|
SIMD lines are just a miniaturization of older vector processors as co-processors, a-la CRAY in a box. As an HPC sysadmin and scientific software developer/researcher, I can confidently say that SIMD can provide real performance gains, however there are trade-offs and decisions to be made. - First of all, SIMD is very data-hungry. You either need to constantly push data into it, or modify the data you've pushed a lot. Otherwise you just sit. - Then there comes power and frequency penalty. In Intel's case, it needs humongous amount of power in CPU budget terms, and it creates heat and slowdowns. So you have to test your code with SIMD or without it (-mtune, -march, etc.). If your code is as speedy or faster, use SIMD. - Moreover, you can't just compile an extremely optimized binary and fan it out. Older processors will just throw "illegal instruction" and halt. You either will provide multiple binaries with specific optimizations for each, or lowest common denominator for a vendor (AMD binary and Intel binary), or just throw all out. The best way is giving the source out and providing a simple makefile to let the researcher/user compile it, but not all code is open, one may guess. Creating a universal with multiple code paths is also possible, yet needs a lot of elbow grease, and may not be always optimal. - Lastly, your code don't have to be embarrassingly parallel to be able to use SIMD. Matrix/linear algebra libraries like Eigen can almost abuse the processor's all units when compiled with correct flags (-O3, -mtune=native, -march=native). However, if you want to accelerate small data with SIMD, you need to create a parallel loop which needs to saturate SIMD pipelines. Which OpenMP can easily do with parallel_for.

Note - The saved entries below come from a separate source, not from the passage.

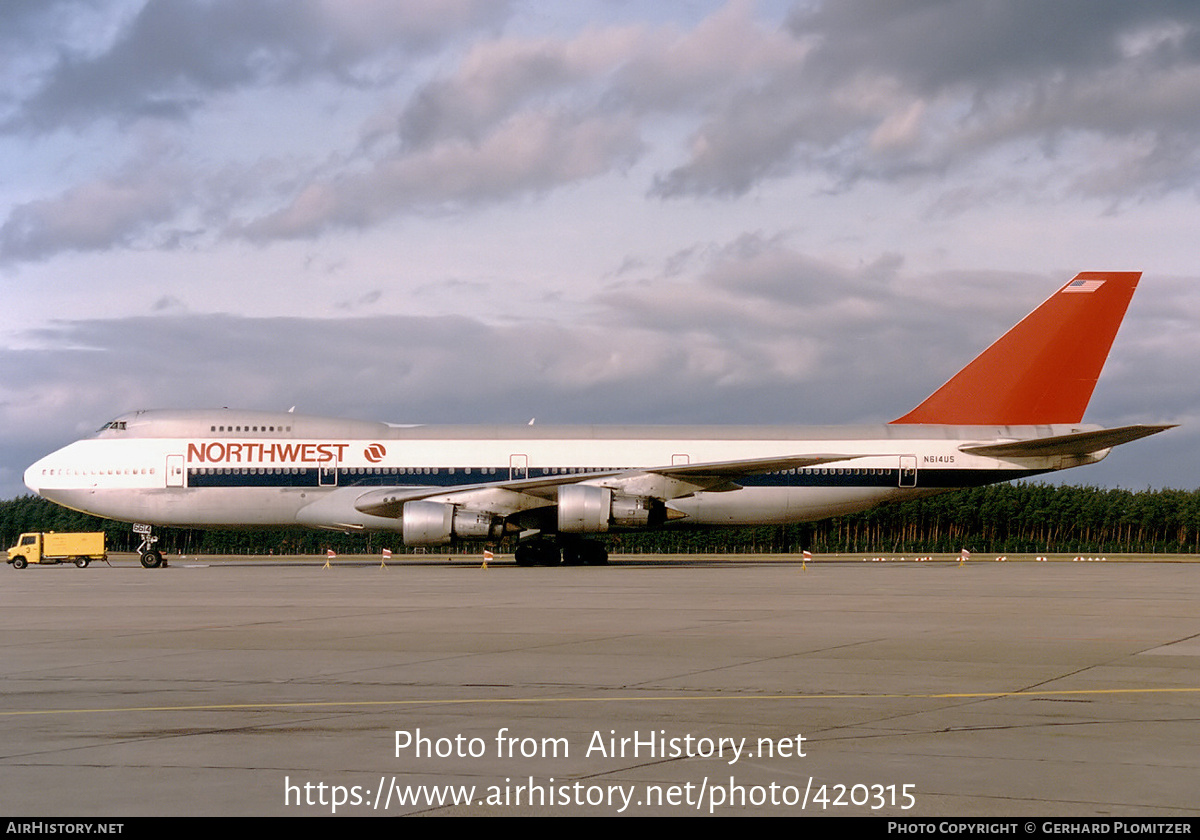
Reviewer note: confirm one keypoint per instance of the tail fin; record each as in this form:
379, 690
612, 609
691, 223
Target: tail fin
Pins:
1044, 369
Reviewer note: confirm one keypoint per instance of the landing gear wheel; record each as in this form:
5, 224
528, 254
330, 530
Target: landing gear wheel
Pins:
525, 555
595, 555
549, 555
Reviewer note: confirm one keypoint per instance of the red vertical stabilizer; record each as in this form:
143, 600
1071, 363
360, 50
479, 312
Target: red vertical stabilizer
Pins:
1043, 370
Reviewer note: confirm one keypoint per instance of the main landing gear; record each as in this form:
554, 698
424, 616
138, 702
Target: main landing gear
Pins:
151, 558
543, 552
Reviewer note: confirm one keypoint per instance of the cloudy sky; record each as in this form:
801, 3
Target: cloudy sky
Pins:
595, 211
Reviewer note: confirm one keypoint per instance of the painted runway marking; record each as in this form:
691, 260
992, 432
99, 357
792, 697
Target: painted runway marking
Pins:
504, 701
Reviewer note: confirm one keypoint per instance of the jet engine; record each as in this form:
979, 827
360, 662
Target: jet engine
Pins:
433, 523
586, 509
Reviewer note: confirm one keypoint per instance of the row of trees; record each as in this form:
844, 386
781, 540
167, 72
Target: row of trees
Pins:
1008, 517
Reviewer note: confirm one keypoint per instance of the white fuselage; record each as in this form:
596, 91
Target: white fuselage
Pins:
252, 468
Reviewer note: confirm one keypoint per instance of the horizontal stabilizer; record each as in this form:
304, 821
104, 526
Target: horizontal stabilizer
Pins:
1080, 443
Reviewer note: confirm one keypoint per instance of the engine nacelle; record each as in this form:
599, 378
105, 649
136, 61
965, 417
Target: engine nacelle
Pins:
586, 509
433, 523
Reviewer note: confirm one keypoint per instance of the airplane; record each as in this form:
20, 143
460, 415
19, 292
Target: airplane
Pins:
1014, 412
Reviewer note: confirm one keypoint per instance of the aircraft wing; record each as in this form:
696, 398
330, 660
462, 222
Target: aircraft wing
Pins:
1079, 443
663, 483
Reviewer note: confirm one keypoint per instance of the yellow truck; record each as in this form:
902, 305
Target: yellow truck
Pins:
49, 549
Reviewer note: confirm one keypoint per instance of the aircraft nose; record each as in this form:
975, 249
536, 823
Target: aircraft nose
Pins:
34, 477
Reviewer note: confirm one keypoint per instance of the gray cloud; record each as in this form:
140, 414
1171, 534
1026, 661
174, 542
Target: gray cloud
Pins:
171, 57
892, 89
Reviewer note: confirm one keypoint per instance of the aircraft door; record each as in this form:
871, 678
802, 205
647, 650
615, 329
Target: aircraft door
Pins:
327, 473
519, 467
175, 474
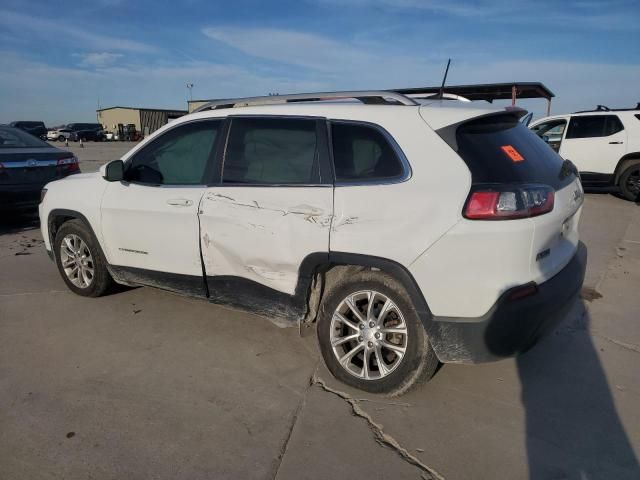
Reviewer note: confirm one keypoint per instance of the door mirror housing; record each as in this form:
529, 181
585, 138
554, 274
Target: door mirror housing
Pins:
113, 171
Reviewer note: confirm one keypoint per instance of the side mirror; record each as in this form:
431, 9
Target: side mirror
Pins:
113, 171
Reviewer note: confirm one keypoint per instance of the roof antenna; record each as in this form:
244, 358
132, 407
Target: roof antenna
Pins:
446, 72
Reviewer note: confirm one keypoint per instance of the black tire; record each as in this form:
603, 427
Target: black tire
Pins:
630, 182
419, 362
101, 282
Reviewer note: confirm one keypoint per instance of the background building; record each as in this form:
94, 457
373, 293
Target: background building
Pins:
146, 120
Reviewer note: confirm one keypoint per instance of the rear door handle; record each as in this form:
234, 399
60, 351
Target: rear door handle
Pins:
180, 202
306, 210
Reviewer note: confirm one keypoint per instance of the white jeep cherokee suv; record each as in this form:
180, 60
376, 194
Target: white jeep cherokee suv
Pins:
604, 145
413, 232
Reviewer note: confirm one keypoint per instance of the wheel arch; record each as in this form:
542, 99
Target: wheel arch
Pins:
626, 160
312, 279
58, 216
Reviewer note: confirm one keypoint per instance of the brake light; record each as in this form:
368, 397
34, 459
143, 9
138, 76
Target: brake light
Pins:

All of this doesn't change that SIMD is a special horse which can't run in all courses, however its not useless. |
I think you're missing the point of my post, I agree with all your points in specificity (except one, but not the forum to discuss FMV in modern compilers) but they miss the grander point that Intel hasn't made computers faster via more SIMD. The amount of expertise required to make use of it is just more evidence of that.